If you go
What: Fast to Fight Hunger and Bollywood Movie Night
When: Thursday, 6:30 p.m.
Where: Benson, Room 180
Cost: Free, donations accepted
University of Colorado senior Rasheed Lawal hasn't had much to eat for the last month.
Despite the many offerings by co-workers and students on campus, Lawal has refrained from eating or drinking anything during sunlight hours since Aug. 11, the beginning of Ramadan.
"It's about self-restraint and sacrificing for a greater good," said Lawal, president of CU's Muslim Student Association. "It's difficult sometimes, but that's what it's about: Giving up something I'm accustomed to for God."
Like Lawal, Muslims across the world, including several CU students, will continue to fast between sunrise and sunset until the end of the month-long celebration on Sept. 9.
In honor of the holiday, CU's Muslim Student Association and South Asian Student Association are inviting fellow Buffs to join them for a fundraiser Thursday. The first "Fast to Fight Hunger" event will raise money for the Boulder Shelter for the Homeless and Voices of the Civil Society, a nonprofit aiding disaster relief in Pakistan.
"At the end of Ramadan a lot of our families donate a percentage of our income to a charity," Lawal said. "This is our way of giving back to our community, both locally and across the world."

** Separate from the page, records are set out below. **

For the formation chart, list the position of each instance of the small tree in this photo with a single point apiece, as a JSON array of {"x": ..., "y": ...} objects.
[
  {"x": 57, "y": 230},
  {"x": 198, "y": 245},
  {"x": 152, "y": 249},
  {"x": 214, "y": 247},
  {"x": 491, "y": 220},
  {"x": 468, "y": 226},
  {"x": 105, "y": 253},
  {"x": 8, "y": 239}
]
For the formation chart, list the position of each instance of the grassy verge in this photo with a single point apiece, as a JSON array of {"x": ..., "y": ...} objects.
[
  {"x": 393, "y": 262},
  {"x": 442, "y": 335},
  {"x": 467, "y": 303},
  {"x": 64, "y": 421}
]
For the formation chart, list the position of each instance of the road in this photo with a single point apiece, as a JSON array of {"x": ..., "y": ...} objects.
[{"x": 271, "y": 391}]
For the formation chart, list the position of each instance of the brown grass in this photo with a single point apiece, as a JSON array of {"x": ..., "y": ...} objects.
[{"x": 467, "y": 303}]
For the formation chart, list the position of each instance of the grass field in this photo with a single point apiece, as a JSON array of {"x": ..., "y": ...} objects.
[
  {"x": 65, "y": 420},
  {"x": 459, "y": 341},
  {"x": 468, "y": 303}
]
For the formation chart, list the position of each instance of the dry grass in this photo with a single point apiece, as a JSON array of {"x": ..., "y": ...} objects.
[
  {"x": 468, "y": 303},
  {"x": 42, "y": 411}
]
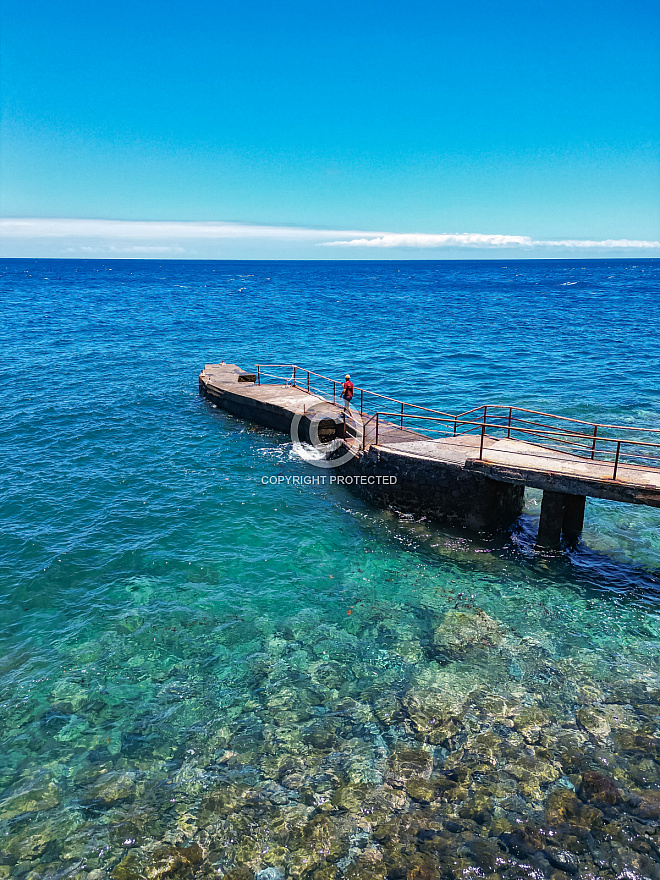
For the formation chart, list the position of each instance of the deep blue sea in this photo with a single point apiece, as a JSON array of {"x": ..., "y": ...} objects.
[{"x": 202, "y": 675}]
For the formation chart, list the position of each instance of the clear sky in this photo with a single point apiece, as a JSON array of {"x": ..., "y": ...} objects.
[{"x": 331, "y": 122}]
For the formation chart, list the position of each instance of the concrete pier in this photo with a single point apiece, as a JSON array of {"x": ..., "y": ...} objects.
[{"x": 472, "y": 480}]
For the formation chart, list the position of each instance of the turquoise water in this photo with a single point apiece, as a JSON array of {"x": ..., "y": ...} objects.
[{"x": 205, "y": 676}]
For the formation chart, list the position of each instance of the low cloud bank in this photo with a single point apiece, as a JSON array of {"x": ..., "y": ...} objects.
[{"x": 113, "y": 238}]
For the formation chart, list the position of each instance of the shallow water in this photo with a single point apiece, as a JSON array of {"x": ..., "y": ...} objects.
[{"x": 205, "y": 676}]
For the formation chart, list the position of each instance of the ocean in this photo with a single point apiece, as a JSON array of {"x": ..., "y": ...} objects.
[{"x": 202, "y": 675}]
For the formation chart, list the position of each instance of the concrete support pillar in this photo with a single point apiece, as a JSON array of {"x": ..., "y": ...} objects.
[
  {"x": 573, "y": 517},
  {"x": 562, "y": 515},
  {"x": 552, "y": 518}
]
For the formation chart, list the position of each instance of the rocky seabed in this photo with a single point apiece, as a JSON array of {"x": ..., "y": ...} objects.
[{"x": 412, "y": 744}]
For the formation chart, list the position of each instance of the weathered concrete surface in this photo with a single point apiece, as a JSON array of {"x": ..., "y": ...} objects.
[
  {"x": 447, "y": 478},
  {"x": 440, "y": 488}
]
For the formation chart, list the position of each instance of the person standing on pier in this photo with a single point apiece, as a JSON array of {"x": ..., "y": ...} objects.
[{"x": 347, "y": 391}]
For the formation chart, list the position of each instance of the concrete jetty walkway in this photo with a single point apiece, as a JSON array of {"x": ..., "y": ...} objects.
[{"x": 475, "y": 474}]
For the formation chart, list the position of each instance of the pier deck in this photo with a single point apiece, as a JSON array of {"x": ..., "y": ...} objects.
[{"x": 475, "y": 450}]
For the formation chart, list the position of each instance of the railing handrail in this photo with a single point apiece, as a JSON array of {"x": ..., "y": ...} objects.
[
  {"x": 515, "y": 424},
  {"x": 492, "y": 425}
]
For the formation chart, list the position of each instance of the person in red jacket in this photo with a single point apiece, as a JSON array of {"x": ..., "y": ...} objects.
[{"x": 347, "y": 391}]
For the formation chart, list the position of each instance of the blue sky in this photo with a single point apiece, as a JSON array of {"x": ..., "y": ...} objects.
[{"x": 330, "y": 130}]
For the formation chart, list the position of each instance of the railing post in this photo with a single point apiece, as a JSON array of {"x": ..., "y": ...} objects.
[{"x": 616, "y": 459}]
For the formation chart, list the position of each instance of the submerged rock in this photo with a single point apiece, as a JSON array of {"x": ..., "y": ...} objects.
[
  {"x": 598, "y": 789},
  {"x": 461, "y": 634},
  {"x": 434, "y": 715},
  {"x": 594, "y": 721}
]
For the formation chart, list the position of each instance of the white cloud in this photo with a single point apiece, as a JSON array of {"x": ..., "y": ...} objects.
[
  {"x": 154, "y": 238},
  {"x": 478, "y": 240}
]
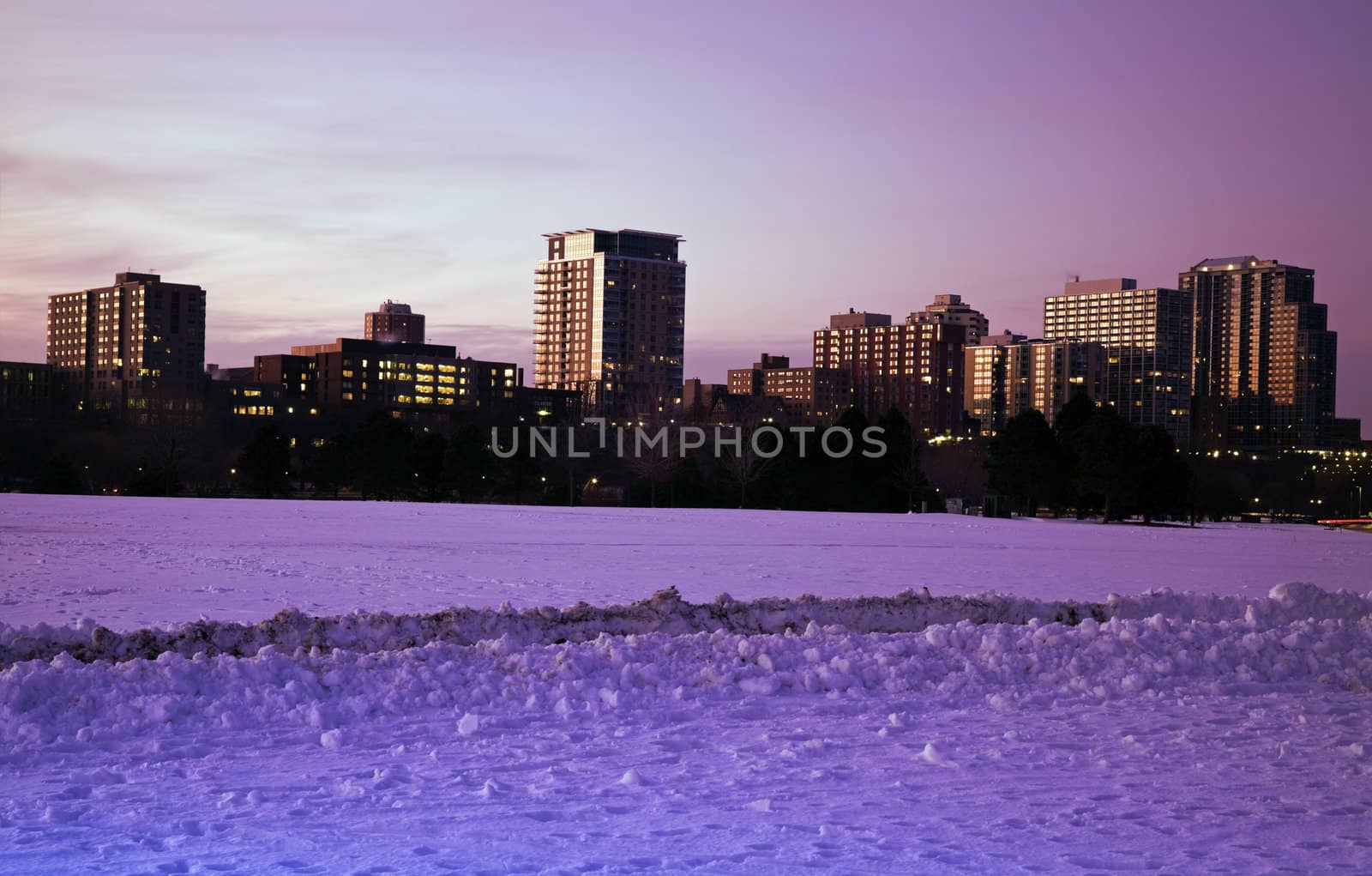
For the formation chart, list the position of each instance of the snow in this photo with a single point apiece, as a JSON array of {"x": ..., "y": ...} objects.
[
  {"x": 830, "y": 716},
  {"x": 132, "y": 563}
]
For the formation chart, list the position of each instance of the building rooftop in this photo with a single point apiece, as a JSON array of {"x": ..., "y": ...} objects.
[
  {"x": 1231, "y": 263},
  {"x": 615, "y": 231}
]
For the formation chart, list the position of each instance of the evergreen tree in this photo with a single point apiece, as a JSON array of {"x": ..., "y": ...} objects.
[
  {"x": 383, "y": 456},
  {"x": 329, "y": 466},
  {"x": 430, "y": 457},
  {"x": 1163, "y": 474},
  {"x": 265, "y": 462},
  {"x": 1106, "y": 468},
  {"x": 1026, "y": 463}
]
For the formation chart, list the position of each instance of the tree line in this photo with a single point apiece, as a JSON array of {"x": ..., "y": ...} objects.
[{"x": 1088, "y": 463}]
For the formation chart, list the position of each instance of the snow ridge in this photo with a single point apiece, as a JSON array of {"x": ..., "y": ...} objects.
[
  {"x": 500, "y": 684},
  {"x": 909, "y": 611},
  {"x": 663, "y": 613}
]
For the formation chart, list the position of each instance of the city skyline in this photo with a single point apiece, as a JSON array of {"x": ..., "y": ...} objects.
[{"x": 1054, "y": 146}]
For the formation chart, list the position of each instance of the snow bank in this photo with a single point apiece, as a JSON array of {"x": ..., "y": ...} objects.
[
  {"x": 655, "y": 652},
  {"x": 665, "y": 613}
]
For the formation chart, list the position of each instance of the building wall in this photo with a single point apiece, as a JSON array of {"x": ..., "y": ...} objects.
[
  {"x": 610, "y": 315},
  {"x": 27, "y": 390},
  {"x": 1266, "y": 361},
  {"x": 953, "y": 311},
  {"x": 1146, "y": 338},
  {"x": 809, "y": 395},
  {"x": 917, "y": 368},
  {"x": 394, "y": 327},
  {"x": 123, "y": 345},
  {"x": 1003, "y": 381}
]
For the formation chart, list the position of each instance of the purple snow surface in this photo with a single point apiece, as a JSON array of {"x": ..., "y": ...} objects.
[{"x": 1223, "y": 731}]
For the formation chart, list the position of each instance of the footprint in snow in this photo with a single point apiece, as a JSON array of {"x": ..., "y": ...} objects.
[{"x": 933, "y": 755}]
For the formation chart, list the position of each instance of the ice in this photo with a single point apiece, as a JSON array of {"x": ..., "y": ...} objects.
[{"x": 624, "y": 717}]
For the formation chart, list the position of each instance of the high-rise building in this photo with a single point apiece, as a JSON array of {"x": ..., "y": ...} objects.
[
  {"x": 749, "y": 381},
  {"x": 1146, "y": 336},
  {"x": 610, "y": 319},
  {"x": 813, "y": 395},
  {"x": 27, "y": 390},
  {"x": 914, "y": 367},
  {"x": 1008, "y": 374},
  {"x": 123, "y": 345},
  {"x": 951, "y": 311},
  {"x": 394, "y": 322},
  {"x": 1264, "y": 356},
  {"x": 354, "y": 372}
]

Organizers are suggesting that students skip one meal Thursday and donate the money they would have spent. The group will have a booth set up by the University Memorial Center fountains from 11 a.m. to 2 p.m. for donations.
Members are encouraging students of all faiths to participate.
"Good is good," Lawal said. "It doesn't have anything to do with our faith. It's just about giving back and doing something good, and I think everyone can get behind that."
Thursday night's fundraiser will begin with a screening of the Bollywood film "3 Idiots," but organizers expect the breaking-of-fast dinner, which starts at 7:30 p.m., will be the main attraction.
"I've been on campus for a while now, and free food is the best way to get students interested in an event," said CU senior Amana Malik, a member of the Muslim Student Association. "Free food is the No. 1 draw for students."
The Shish Kabob Grill and Tandoori Grill in Boulder will donate food for the feast, but students are still looking for local restaurants to participate. For more information, e-mail email@example.com.
Whether it's the free food, the fundraising or social aspects of the event that bring students together, organizers said they're excited to help students explore different cultures.
"A lot of students know it's Ramadan," Lawal said. "They know we're fasting, but most don't know why. This is our chance to explain what we are doing and who we are to other students."
Members said they also hope to change some of the misconceptions that students have of their religion and their culture.
Ramadan is a time of reflection to help Muslims realize their place in life, Lawal said. It is often a time of realization when many find contentment in being better off than some and yet worse off than others. It is something to be thankful for and a humbling experience for most, he said.